This, you would imagine, would be as good a time as any to kiss.

Right?

You wouldn't fault me for trying, would you? I leaned forward, head titled to one side. I closed my eyes and—
Lips, here I come….

Sully took my hand and yanked, dragging me down the hall. “Get your head in the game,” she said, charging ahead. “Let's finish this first and kiss me later.”

STEP TWO: RELEASE THE ANTS

Kesey's main monitoring station was located at the center of the facility.

“There are five cameras between us and the control room,” Sully said over her shoulder as she led me through a tangle of service tunnels. The concrete corridor was laced in pipes and
steam valves, snaking off in various directions. I had the sudden feeling that I'd been shrunk down to a microscopic speck and was now drifting through the main line of some asphalt artery,
all the way toward the heart of this building. Toward freedom—or our death sentence.

“Do you know where we are?” I asked.

“Yep.” Sully abruptly halted and kneeled before a steam grate screwed to the wall. She yanked the vent off with a swift tug, as if the bolts had already been loosened. She reached
into the flue and pulled out her slingshot. “Always come prepared.”

Sully flipped over the waistline of her uniform. I noticed a pouch no larger than a coin purse sewn along the inner elastic band of her pants. She emptied a stockpile of ammunition into her
palm—a pebble, two marbles, plus a penny.

“It's not much,” she said, “but it's all we've got.”

We made our way up to a service door.

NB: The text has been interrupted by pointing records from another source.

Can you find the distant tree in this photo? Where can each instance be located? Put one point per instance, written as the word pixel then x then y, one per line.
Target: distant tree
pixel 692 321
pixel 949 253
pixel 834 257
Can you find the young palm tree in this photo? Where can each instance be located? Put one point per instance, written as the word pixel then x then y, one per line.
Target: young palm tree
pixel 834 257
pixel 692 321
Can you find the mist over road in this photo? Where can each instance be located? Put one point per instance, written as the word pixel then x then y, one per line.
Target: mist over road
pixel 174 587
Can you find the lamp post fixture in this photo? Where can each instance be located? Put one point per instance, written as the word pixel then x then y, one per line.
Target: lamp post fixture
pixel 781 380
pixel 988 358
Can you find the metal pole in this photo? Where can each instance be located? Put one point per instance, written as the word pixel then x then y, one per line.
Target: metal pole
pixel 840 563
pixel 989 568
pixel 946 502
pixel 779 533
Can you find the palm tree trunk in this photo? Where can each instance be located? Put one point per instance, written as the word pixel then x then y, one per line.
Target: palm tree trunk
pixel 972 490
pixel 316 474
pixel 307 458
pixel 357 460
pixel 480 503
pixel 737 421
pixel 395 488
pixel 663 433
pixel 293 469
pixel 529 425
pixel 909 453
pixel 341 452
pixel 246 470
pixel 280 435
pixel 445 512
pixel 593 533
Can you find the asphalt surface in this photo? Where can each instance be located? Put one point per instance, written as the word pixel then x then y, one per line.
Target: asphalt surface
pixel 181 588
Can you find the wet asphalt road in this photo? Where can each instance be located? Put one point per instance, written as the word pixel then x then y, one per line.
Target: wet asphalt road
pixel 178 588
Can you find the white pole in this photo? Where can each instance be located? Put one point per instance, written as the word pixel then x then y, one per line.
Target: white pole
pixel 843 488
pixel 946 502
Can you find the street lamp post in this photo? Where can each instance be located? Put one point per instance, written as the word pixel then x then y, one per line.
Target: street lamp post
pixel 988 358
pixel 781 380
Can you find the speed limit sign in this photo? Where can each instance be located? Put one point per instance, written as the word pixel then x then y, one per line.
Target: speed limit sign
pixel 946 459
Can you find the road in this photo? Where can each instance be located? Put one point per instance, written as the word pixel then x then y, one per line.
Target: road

Sully slowly pushed it open, trying hard not to make a sound, and lowered herself onto one knee.

“Watch out for glass,” she said and brought up her slingshot. Yanking the rubber band back, she took aim at the camera perched at the far end of the hall.

I heard a slight crackle as the lens shattered from ten yards away.

“One down,” she said, “four to go. Once we're on the Yellow Brick Road, we'll have to get to the control room before the—”

Bells started pounding throughout the corridor like a four-alarm fire.

“So much for keeping it a secret,” I said.

Kesey was going on lockdown.

The two of us raced down the Yellow Brick Road. Somebody had repainted it since I had been sent to the Black Hole. The vibrant track slipped underneath my feet like the divider lines on a
highway and I was some car zipping by at sixty miles an hour. I could feel my heart rev against my chest.

“We're here.” Sully pressed her back against the wall beside the control room door. It abruptly burst open as a Man in White rushed into the hall.

“Now!” Sully grabbed my hand and slipped through the door just as it clicked shut behind us.

A wall of windows.

I saw a dozen different screens mounted on top of each other, floor to ceiling. For a split second, I thought each screen was a different window.

A lone orderly sat at the controls. He froze at the sight of us. “Wh-what're you doing in here? This room's off-limits.”

Sully put on her best Peer Facilitator impression—rigid spine, glazed-over stare, robotic monotone. “Miss Merridew wants all orderlies to report to the Solitary Housing
Unit.”

“But…” he started, unsure of himself. “I'm supposed to stay—”

“Merridew needs all hands on deck! Residents are escaping right now!”

The Man in White slowly stood up from the console, hesitant over what to do. “You two, uh…You two better come with me.”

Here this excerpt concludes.